After much discussion, you and your co-founders agree on allocating 40,000 shares, or 40% of the company, to each founder. And then there's that well-off family friend who decides to invest $50,000 for 20,000 shares, or 20% of the company. Congratulations, it's called an investment, and at this early stage, it's known as a seed investment. Now, the money belongs to the company, but if the company fails, you might never see a dime of it again. Nevertheless, this investment puts the value of your enterprise at $250,000, and your 40% share is worth $100,000. Not bad for a start, right?
A year has passed, and your beta trial with customers is a resounding success. It's time to take things to the next level. You need more people, a small office space, and of course, more cash. This is where the series A round comes in. You're looking for a whopping $1 million investment this time, and you're reaching out to angel investors and venture capitalists (VCs). These are the people who work for venture capital firms, raising funds to invest in young, risky companies like yours. Angel investors, on the other hand, are individuals who professionally invest their own money into early-stage ventures.

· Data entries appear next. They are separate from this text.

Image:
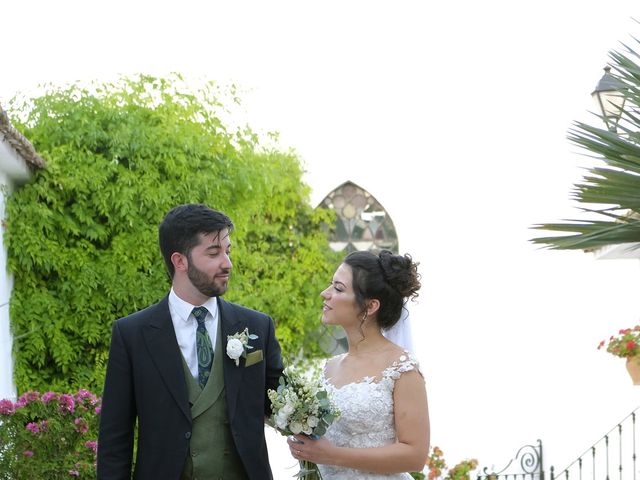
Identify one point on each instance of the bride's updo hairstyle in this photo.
(389, 278)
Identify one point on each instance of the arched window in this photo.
(361, 222)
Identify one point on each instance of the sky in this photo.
(454, 115)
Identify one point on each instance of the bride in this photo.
(383, 428)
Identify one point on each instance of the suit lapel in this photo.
(161, 342)
(230, 325)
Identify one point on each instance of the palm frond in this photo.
(614, 185)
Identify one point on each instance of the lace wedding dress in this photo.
(366, 418)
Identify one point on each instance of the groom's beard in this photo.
(205, 285)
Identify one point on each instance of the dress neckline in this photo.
(404, 357)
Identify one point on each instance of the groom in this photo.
(199, 414)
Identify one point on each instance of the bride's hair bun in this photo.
(388, 277)
(401, 272)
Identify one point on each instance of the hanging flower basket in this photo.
(626, 345)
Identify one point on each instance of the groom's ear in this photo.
(179, 261)
(373, 305)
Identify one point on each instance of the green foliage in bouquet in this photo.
(301, 405)
(52, 436)
(82, 235)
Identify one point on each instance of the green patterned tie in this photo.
(203, 346)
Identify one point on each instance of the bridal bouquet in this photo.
(301, 405)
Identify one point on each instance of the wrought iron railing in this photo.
(526, 465)
(612, 457)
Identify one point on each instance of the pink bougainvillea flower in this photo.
(67, 403)
(47, 397)
(92, 445)
(7, 407)
(33, 427)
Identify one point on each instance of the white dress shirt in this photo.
(185, 324)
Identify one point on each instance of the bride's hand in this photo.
(310, 449)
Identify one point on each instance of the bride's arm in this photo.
(408, 454)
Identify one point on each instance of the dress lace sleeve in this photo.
(405, 363)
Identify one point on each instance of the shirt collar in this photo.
(183, 309)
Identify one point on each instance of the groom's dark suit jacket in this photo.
(145, 382)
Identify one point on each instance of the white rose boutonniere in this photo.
(238, 345)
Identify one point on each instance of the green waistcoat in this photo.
(212, 452)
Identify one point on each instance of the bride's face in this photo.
(340, 307)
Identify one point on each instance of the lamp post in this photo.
(610, 99)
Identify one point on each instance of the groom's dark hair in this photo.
(181, 227)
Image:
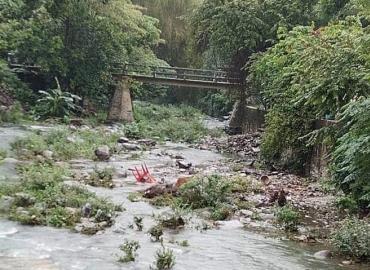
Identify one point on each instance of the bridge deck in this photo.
(198, 78)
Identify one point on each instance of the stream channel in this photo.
(228, 247)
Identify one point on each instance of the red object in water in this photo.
(143, 175)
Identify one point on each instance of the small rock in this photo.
(183, 165)
(123, 140)
(86, 210)
(48, 154)
(265, 180)
(147, 142)
(24, 199)
(323, 254)
(181, 181)
(130, 146)
(246, 213)
(103, 153)
(6, 203)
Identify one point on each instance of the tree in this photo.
(309, 74)
(79, 41)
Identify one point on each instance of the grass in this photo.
(3, 154)
(129, 248)
(42, 198)
(288, 217)
(101, 177)
(65, 143)
(352, 239)
(165, 260)
(175, 123)
(156, 233)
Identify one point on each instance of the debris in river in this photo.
(183, 165)
(143, 175)
(102, 153)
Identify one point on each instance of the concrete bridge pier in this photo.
(121, 109)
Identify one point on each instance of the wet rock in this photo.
(265, 180)
(130, 146)
(183, 165)
(102, 216)
(181, 181)
(86, 210)
(266, 217)
(103, 153)
(6, 203)
(158, 190)
(323, 254)
(88, 227)
(23, 199)
(74, 139)
(347, 262)
(246, 213)
(47, 154)
(123, 140)
(147, 142)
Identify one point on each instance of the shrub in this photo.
(165, 260)
(130, 248)
(181, 123)
(156, 232)
(48, 201)
(56, 103)
(352, 238)
(351, 157)
(205, 192)
(3, 154)
(101, 177)
(309, 74)
(288, 217)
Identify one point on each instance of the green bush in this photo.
(130, 248)
(56, 103)
(181, 123)
(203, 192)
(46, 198)
(351, 157)
(165, 260)
(288, 217)
(309, 74)
(352, 238)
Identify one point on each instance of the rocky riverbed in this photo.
(230, 244)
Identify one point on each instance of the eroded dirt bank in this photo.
(230, 244)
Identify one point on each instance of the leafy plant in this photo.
(206, 191)
(352, 238)
(138, 221)
(156, 232)
(101, 177)
(56, 103)
(351, 157)
(3, 154)
(288, 217)
(165, 260)
(130, 248)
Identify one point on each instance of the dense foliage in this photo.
(78, 41)
(310, 74)
(351, 157)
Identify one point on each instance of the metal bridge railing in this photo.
(175, 73)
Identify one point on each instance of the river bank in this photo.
(230, 244)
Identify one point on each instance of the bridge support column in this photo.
(121, 106)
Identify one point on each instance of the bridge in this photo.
(121, 105)
(175, 76)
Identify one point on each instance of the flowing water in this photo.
(228, 247)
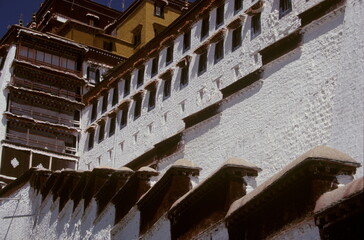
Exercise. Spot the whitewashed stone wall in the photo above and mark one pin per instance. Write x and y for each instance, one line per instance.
(311, 96)
(5, 78)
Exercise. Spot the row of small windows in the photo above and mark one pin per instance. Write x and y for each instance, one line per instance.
(285, 6)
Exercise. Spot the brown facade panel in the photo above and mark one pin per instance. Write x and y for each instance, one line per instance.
(14, 162)
(58, 164)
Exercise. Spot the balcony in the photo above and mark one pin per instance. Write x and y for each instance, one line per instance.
(57, 119)
(30, 140)
(16, 81)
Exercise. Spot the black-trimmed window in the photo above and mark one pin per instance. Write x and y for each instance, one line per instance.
(152, 98)
(127, 81)
(184, 76)
(138, 107)
(124, 118)
(187, 40)
(91, 140)
(285, 7)
(205, 23)
(155, 62)
(167, 88)
(2, 61)
(219, 51)
(255, 27)
(108, 46)
(140, 79)
(94, 111)
(101, 131)
(236, 39)
(220, 15)
(104, 102)
(169, 55)
(238, 4)
(97, 76)
(112, 126)
(137, 38)
(202, 63)
(115, 95)
(159, 10)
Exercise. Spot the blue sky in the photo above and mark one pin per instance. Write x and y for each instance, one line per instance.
(11, 10)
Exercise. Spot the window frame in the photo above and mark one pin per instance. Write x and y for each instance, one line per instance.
(115, 95)
(205, 27)
(124, 118)
(220, 14)
(112, 126)
(202, 63)
(285, 7)
(167, 88)
(238, 5)
(187, 40)
(155, 66)
(236, 38)
(152, 98)
(161, 6)
(219, 51)
(184, 78)
(169, 54)
(105, 99)
(101, 131)
(91, 139)
(256, 27)
(138, 107)
(127, 84)
(140, 77)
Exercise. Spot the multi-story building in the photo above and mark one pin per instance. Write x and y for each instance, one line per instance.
(46, 70)
(227, 80)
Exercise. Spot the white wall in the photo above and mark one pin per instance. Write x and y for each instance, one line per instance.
(311, 96)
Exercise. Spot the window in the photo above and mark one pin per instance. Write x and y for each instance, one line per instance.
(184, 76)
(167, 88)
(205, 27)
(155, 66)
(236, 38)
(202, 63)
(97, 76)
(219, 51)
(187, 40)
(169, 57)
(255, 27)
(94, 112)
(137, 38)
(127, 86)
(91, 139)
(115, 95)
(101, 131)
(108, 46)
(124, 118)
(2, 61)
(285, 6)
(104, 102)
(112, 126)
(219, 15)
(238, 4)
(159, 10)
(140, 79)
(152, 98)
(138, 107)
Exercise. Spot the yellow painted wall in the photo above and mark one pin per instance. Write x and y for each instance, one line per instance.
(143, 15)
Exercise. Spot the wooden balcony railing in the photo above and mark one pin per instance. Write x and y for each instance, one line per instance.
(44, 88)
(32, 141)
(43, 116)
(57, 67)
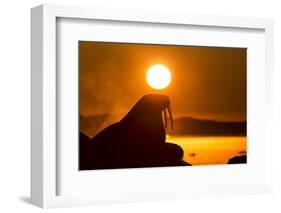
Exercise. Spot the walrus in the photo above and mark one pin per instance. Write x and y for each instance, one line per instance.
(137, 140)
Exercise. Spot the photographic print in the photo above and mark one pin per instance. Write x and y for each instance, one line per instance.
(151, 105)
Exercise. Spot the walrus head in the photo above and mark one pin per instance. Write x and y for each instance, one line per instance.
(150, 106)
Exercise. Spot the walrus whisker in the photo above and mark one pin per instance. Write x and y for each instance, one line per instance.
(165, 118)
(171, 117)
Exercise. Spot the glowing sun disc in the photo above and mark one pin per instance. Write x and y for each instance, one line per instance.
(158, 76)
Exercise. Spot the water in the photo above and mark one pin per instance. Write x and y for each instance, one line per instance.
(209, 150)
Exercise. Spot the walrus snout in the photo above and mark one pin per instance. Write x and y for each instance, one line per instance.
(160, 102)
(168, 108)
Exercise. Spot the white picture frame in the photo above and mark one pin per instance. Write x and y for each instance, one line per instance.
(45, 169)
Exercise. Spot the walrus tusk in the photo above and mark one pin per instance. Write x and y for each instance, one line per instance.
(171, 117)
(165, 118)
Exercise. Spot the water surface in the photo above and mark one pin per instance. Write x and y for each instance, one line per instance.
(200, 150)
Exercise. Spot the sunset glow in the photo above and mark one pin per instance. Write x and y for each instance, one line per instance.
(158, 76)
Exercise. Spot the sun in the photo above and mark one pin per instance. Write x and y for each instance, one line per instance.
(158, 76)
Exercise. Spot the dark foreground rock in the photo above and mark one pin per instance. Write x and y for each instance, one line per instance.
(238, 159)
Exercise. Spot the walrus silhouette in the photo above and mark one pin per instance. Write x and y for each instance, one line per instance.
(137, 140)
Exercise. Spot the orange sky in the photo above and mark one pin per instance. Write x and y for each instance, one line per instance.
(207, 82)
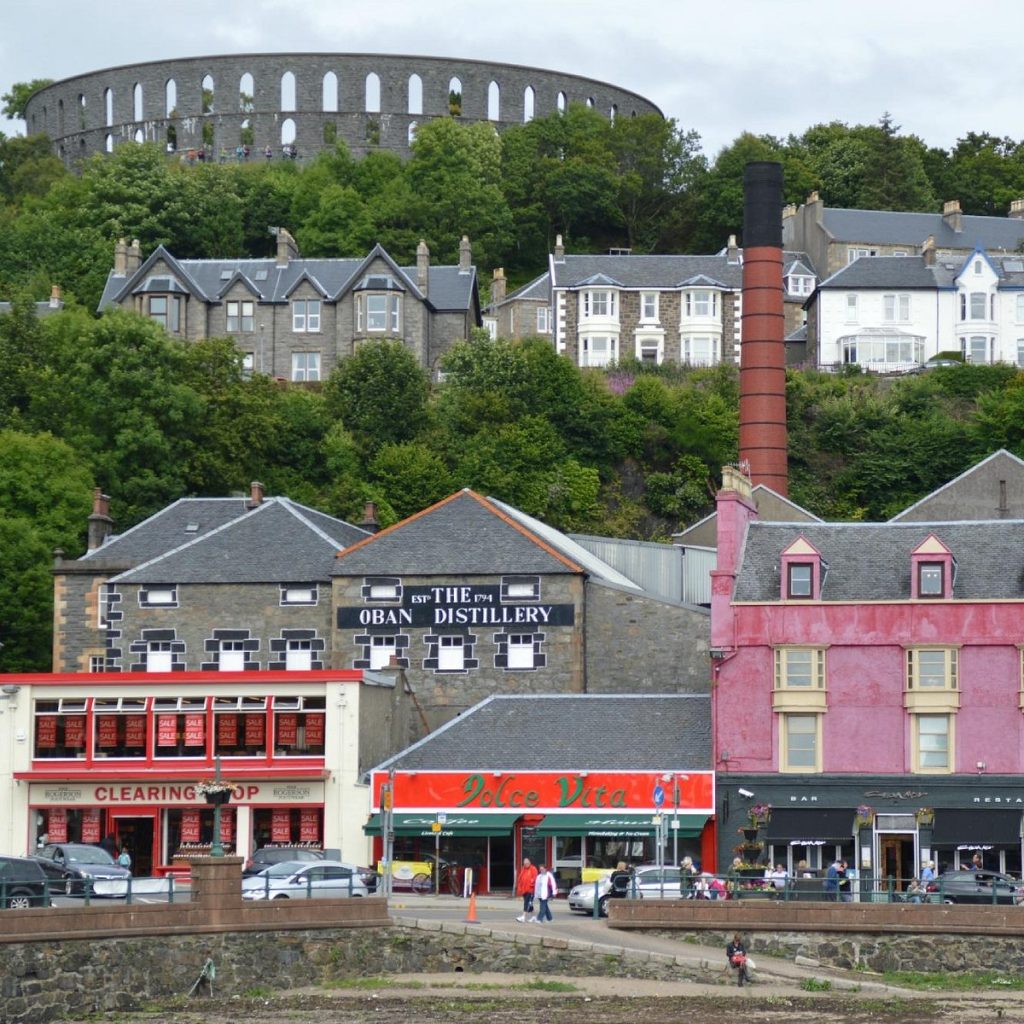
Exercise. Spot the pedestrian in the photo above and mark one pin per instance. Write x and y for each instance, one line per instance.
(545, 890)
(524, 887)
(735, 951)
(686, 876)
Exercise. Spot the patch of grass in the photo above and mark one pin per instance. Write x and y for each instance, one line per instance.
(816, 985)
(966, 982)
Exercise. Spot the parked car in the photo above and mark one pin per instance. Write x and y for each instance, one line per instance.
(73, 867)
(972, 886)
(305, 879)
(267, 855)
(647, 882)
(23, 883)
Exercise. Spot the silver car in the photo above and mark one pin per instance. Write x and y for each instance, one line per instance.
(647, 882)
(304, 880)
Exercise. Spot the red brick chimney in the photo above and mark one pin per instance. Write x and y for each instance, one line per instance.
(762, 354)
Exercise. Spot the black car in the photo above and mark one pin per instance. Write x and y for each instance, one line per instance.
(974, 886)
(23, 884)
(75, 867)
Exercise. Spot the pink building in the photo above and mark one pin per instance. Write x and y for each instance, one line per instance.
(867, 687)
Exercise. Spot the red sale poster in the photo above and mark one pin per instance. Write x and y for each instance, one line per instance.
(308, 824)
(288, 726)
(189, 826)
(255, 730)
(195, 730)
(90, 825)
(314, 729)
(107, 730)
(75, 730)
(281, 825)
(134, 730)
(56, 824)
(167, 730)
(227, 730)
(46, 731)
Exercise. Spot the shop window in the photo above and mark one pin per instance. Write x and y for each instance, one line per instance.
(59, 728)
(120, 727)
(298, 726)
(179, 727)
(240, 726)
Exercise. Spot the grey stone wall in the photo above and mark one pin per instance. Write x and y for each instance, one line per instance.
(74, 112)
(636, 644)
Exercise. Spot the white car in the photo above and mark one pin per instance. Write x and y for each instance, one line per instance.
(648, 882)
(305, 880)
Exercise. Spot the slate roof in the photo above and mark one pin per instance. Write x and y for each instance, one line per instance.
(449, 289)
(653, 271)
(887, 227)
(546, 732)
(464, 535)
(871, 561)
(276, 541)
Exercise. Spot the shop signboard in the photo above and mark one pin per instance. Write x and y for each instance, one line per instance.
(75, 730)
(530, 792)
(107, 730)
(90, 825)
(167, 730)
(56, 824)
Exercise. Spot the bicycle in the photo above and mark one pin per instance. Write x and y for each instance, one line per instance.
(450, 880)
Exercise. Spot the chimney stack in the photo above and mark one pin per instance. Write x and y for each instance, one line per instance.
(423, 267)
(287, 249)
(762, 353)
(370, 523)
(133, 257)
(498, 285)
(100, 522)
(952, 216)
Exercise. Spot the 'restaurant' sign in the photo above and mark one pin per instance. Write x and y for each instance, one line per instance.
(545, 792)
(424, 607)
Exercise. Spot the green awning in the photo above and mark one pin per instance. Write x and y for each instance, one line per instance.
(456, 824)
(620, 825)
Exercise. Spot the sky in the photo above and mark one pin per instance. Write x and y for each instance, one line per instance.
(774, 67)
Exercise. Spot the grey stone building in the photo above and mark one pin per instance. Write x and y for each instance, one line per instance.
(295, 318)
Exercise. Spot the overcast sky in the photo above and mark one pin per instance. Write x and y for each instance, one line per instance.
(775, 67)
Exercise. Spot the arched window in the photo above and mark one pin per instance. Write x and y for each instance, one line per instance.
(415, 94)
(455, 97)
(373, 95)
(331, 92)
(288, 91)
(208, 94)
(247, 93)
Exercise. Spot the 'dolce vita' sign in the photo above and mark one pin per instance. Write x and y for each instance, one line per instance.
(543, 792)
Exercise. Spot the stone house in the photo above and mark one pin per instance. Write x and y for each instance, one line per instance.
(295, 318)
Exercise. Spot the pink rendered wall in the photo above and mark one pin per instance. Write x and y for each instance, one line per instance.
(866, 728)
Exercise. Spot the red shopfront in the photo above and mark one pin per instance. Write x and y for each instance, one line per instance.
(573, 821)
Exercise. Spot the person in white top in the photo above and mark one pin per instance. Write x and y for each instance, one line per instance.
(545, 889)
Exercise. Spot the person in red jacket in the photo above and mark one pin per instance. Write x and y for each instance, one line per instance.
(524, 887)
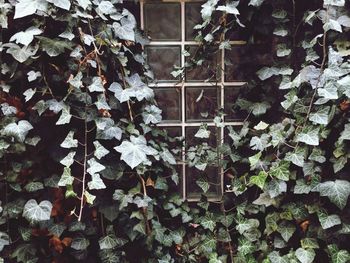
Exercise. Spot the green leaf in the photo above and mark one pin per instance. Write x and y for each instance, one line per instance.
(33, 186)
(4, 240)
(94, 166)
(286, 230)
(28, 7)
(309, 137)
(338, 256)
(208, 222)
(69, 141)
(152, 114)
(35, 212)
(54, 47)
(80, 243)
(337, 191)
(258, 180)
(321, 116)
(69, 159)
(65, 116)
(100, 151)
(19, 130)
(96, 85)
(135, 151)
(305, 255)
(281, 170)
(203, 184)
(27, 36)
(328, 221)
(96, 182)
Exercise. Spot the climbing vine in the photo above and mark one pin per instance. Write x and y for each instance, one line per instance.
(86, 175)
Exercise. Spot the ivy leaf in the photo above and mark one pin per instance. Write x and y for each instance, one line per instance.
(321, 116)
(94, 166)
(338, 256)
(337, 191)
(26, 37)
(28, 7)
(309, 137)
(66, 178)
(258, 180)
(4, 240)
(68, 160)
(305, 255)
(69, 141)
(96, 182)
(135, 151)
(33, 186)
(286, 230)
(19, 130)
(100, 151)
(208, 222)
(281, 170)
(96, 85)
(64, 4)
(80, 243)
(203, 132)
(54, 47)
(275, 257)
(328, 221)
(35, 212)
(203, 184)
(152, 114)
(65, 116)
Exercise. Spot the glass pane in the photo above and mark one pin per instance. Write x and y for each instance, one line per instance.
(193, 17)
(162, 60)
(210, 174)
(231, 95)
(191, 140)
(163, 21)
(201, 103)
(236, 60)
(208, 70)
(169, 101)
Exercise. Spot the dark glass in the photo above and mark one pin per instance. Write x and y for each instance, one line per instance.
(230, 97)
(191, 140)
(169, 101)
(211, 174)
(162, 60)
(163, 21)
(193, 17)
(202, 103)
(208, 70)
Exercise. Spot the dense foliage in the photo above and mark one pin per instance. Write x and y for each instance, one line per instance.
(87, 176)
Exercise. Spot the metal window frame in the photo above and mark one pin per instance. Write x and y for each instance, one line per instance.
(221, 84)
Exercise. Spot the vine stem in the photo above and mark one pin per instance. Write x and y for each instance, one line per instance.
(84, 167)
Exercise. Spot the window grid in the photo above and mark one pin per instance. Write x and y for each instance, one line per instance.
(221, 84)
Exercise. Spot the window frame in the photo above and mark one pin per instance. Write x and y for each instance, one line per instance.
(183, 84)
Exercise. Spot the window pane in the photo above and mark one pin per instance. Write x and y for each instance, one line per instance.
(162, 60)
(231, 95)
(210, 174)
(193, 17)
(191, 140)
(236, 59)
(163, 21)
(201, 103)
(208, 70)
(169, 101)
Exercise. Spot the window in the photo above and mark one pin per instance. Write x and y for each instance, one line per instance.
(189, 102)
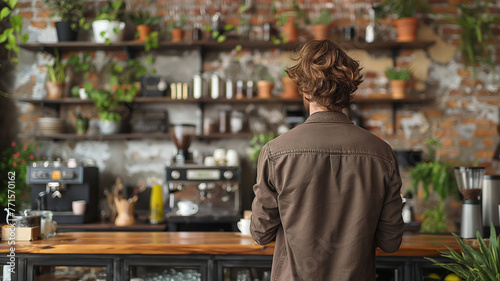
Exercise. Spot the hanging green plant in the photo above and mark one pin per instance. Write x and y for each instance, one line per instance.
(12, 36)
(481, 264)
(476, 38)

As you reach out to potential investors, you realize that they don't care much for your business plan. What they want to see is the team, the competence, and the uniqueness of your idea. They want to know what you've already achieved and what you could achieve in the future. It's all about the vision and the promise of greatness. You set up Skype calls, answer tough questions, and spark interest. Eventually, you find yourself with two offers on the table. One VC offers $1 million for a post-money valuation of $6 million, while an angel investor offers $500,000 for a $5 million post-money valuation.
Now comes the tricky part - valuation and dilution. Investors want a low post-money valuation to get more for their money, while you want a high post-money valuation to keep a larger share. After some negotiation, you suggest a post-money valuation of $8 million for the investor who puts in $1 million. This would mean a 12.5% stake in your company. However, there's another factor to consider - dilution. With the new investors coming on board, your cumulative share will only add up to 75% of the company. This dilution happens proportionally, meaning you have fewer shares now than before.
But don't worry, this is just the beginning. Your startup's journey is far from over. The series A round won't be the last capital raise. There will be series B, C, D, and so on. With each investment round, your company's valuation will hopefully increase. And each time you raise cash from investors, you will be further diluted. Yes, your number of shares remains the same, but there will be stock splits along the way, converting each single share into multiple shares. This is the dance of capital raise, the story of growth and expansion.
Fast forward six years, and your company has successfully completed four investment rounds. You've launched your product, and customers love it. You're a huge success, making a profit for the first time. Now, it's time for the exit. For investors, it's the moment they've been quietly dreaming about. The earlier they invested, the bigger the risk they took, and accordingly, the bigger the profit they could make. There are two common ways to exit a company - selling to a big player or offering it on the stock market.
If you sell out to a big company, the investors will usually sell all their shares at once. But for you and your co-founders, it's a different story. Whoever buys your company needs you to stay motivated and run the show. So, your shares are transformed into shares of the acquiring company and made available to you over time. This is called vesting. On the other hand, you could choose to go public, offering your company's shares on the stock market through an initial public offering (IPO). It's a whole new capital raise, where the public can buy and sell shares among themselves.
And so, the journey continues. From a simple vision to a company worth millions, you've come a long way. But this is just the beginning. There's still so much to do, so many heights to reach. As you bask in the success of your venture, you realize that this is not an exit but a new beginning. The possibilities are endless, and the future is bright. Keep dreaming big, keep pushing boundaries, and who knows where this extraordinary journey will take you next.